Study co-author Jacques Jaubert of the University of Bordeaux, France, told OpenMind that in his opinion there is no reason to imagine major differences in the way of life between Neanderthals and modern humans who lived in the same period, even if the two groups changed over time. In any case, Jaubert stressed that the Bruniquel circles, built 120,000 years before the extinction of Neanderthals, are too old to shed any light on the question.
Other evidence for a somewhat complex social organisation has also come from paleogenomics. In 2022, a genetic study of 13 Neanderthal genomes found that related individuals formed communities, as expected, but also that young women probably migrated to other groups to start their own families. While this custom may have been aimed at avoiding inbreeding, it does reveal a certain level of social structure.
Other clues about possible Neanderthal behaviour have emerged from an even newer technology than paleogenomics: brain organoids, tiny clusters of neurons created in culture from stem cells that attempt to replicate basic brain development. The use of new genetic cut-and-paste tools such as CRISPR has allowed researchers to create mini-brains with Neanderthal genes and see how they differ from those made to resemble modern humans.
The Neanderthal presence in our genome
The results are interesting: the Neanderthal version of a gene called TKTL1 reduces the production of neurons.
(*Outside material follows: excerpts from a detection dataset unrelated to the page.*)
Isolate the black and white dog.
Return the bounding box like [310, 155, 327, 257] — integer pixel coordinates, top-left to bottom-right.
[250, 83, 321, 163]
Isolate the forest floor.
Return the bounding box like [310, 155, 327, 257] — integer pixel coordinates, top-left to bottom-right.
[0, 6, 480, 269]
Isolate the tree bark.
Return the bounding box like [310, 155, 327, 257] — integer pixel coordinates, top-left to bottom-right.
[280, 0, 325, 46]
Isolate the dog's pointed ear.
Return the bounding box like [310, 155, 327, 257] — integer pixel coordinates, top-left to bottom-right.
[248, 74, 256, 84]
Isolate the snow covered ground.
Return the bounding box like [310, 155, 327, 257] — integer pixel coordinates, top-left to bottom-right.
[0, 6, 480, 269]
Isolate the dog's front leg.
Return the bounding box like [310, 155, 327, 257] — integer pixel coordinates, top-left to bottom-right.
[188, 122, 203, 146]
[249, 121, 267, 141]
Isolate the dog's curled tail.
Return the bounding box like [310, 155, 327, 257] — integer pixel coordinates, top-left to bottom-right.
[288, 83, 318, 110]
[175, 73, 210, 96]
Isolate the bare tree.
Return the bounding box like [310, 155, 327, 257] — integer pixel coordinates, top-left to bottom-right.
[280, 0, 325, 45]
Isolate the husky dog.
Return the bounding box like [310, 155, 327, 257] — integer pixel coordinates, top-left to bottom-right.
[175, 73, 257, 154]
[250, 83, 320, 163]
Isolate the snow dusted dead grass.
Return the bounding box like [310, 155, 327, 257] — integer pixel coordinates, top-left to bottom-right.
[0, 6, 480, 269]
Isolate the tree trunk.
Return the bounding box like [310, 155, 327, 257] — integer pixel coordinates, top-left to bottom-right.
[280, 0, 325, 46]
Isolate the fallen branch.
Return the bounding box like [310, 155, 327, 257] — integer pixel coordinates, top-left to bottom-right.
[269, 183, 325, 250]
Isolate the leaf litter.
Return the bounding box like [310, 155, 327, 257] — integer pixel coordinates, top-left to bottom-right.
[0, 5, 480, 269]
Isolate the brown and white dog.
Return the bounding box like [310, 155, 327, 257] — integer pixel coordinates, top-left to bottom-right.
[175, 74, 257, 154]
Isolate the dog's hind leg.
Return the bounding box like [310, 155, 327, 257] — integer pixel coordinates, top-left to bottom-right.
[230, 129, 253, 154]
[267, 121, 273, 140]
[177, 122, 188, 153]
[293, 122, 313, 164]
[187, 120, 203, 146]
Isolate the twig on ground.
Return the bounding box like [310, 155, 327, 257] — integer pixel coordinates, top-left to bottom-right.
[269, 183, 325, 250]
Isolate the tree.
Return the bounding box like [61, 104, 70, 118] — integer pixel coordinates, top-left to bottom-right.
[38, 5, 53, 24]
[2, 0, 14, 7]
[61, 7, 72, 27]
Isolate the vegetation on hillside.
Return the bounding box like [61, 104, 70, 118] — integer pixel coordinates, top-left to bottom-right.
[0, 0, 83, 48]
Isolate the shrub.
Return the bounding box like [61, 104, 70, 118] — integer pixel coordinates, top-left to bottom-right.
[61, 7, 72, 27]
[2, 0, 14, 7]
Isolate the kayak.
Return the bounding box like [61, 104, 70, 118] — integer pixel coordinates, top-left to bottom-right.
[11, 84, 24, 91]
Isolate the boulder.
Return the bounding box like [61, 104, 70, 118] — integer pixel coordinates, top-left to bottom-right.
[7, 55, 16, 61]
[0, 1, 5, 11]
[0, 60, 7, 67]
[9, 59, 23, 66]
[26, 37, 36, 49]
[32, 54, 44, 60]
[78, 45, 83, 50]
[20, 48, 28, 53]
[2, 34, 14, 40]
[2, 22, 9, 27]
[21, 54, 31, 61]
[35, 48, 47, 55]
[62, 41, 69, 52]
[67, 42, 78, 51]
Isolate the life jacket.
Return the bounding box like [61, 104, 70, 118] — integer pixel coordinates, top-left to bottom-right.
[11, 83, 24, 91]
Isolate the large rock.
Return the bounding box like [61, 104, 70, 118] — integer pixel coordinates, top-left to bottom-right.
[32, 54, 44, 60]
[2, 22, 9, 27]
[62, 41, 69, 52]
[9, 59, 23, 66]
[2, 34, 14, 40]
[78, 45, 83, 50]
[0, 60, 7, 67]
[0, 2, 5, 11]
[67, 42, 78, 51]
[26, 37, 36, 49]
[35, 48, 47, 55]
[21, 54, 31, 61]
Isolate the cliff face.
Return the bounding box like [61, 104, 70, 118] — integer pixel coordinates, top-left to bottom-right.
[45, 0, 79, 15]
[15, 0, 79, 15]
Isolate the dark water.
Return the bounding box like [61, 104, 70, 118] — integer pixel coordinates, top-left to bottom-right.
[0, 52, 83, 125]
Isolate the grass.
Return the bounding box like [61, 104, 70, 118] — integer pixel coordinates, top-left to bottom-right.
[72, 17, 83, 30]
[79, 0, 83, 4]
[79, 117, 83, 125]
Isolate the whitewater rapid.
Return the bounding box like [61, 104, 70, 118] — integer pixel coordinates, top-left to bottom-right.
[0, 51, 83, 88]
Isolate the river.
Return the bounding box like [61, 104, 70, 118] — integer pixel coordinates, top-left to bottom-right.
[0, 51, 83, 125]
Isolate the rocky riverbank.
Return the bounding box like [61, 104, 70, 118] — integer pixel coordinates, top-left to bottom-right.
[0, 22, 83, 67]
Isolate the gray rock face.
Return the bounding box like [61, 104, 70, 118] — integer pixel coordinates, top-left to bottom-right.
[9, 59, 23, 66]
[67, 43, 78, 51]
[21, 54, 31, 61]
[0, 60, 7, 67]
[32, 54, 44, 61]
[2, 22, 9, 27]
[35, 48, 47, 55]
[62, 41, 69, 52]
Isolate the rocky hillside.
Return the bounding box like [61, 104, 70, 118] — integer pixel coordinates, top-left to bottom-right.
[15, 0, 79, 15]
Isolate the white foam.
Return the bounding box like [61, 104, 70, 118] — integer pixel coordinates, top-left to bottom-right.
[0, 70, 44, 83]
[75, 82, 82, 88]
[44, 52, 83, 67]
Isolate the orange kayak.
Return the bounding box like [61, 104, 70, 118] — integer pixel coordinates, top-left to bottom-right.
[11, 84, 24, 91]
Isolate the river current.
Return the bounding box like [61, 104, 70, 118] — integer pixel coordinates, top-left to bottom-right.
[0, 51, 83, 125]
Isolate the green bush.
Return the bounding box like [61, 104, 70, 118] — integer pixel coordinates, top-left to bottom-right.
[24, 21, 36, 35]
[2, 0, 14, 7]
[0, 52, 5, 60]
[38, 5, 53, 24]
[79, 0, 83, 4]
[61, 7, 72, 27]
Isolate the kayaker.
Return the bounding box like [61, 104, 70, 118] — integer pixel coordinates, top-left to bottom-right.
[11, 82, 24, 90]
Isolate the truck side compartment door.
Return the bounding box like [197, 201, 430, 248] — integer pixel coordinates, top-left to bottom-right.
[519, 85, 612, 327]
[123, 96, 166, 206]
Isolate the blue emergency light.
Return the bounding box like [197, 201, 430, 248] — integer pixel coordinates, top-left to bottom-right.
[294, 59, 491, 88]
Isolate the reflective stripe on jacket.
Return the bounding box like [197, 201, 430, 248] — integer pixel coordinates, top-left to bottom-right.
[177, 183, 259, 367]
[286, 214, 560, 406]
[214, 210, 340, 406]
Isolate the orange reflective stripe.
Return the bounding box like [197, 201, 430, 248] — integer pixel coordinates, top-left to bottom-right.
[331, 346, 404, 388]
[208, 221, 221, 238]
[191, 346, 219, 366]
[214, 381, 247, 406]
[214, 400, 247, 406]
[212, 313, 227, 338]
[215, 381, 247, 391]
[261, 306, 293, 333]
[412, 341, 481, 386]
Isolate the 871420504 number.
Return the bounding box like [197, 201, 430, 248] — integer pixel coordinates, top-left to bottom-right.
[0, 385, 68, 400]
When scientists introduced this gene variant into mice and ferrets, they observed that the neuronal shrinkage mainly affects the frontal neocortex, a brain region involved in higher cognitive processes. In another study, Neanderthal versions of certain proteins involved in cell division function worse than those of modern humans, resulting in more errors in the creation of neurons. These experimental approaches suggest that Neanderthals may not have reached the cognitive sophistication of the brain of modern humans.
On the other hand, studies have shown that the Neanderthal presence in our genome has decreased over time, from 10% 45,000 years ago to 2% today. It seems that our genome has been shedding some Neanderthal genetic heritage. And while it is still an open question whether this might have improved our cognitive ability, it does at least appear to have been linked to an increased burden of some ailments in our extinct relatives. The possibility that disease played a role in the extinction of Neanderthals also stems from the hypothesis that perhaps we sapiens are better adapted to the infections they suffered, while they succumbed to ours. Competition? Reduced social or intellectual abilities? Climatic changes? Disease? Perhaps weaponry worse than ours, as some studies suggest? Or a bit of all of these? “There is certainly not only one reason that caused the demise of the Neanderthals,” concludes Jaubert, and nothing seems to indicate that this prehistoric mystery will be solved any time soon. For Geher, however, there is another interpretation of the matter. Given that billions of humans carry Neanderthal heritage in our genes, they are in a sense still present, leading the psychologist to paraphrase Mark Twain: “I would argue that the news of the extinction of the Neanderthals is greatly exaggerated.”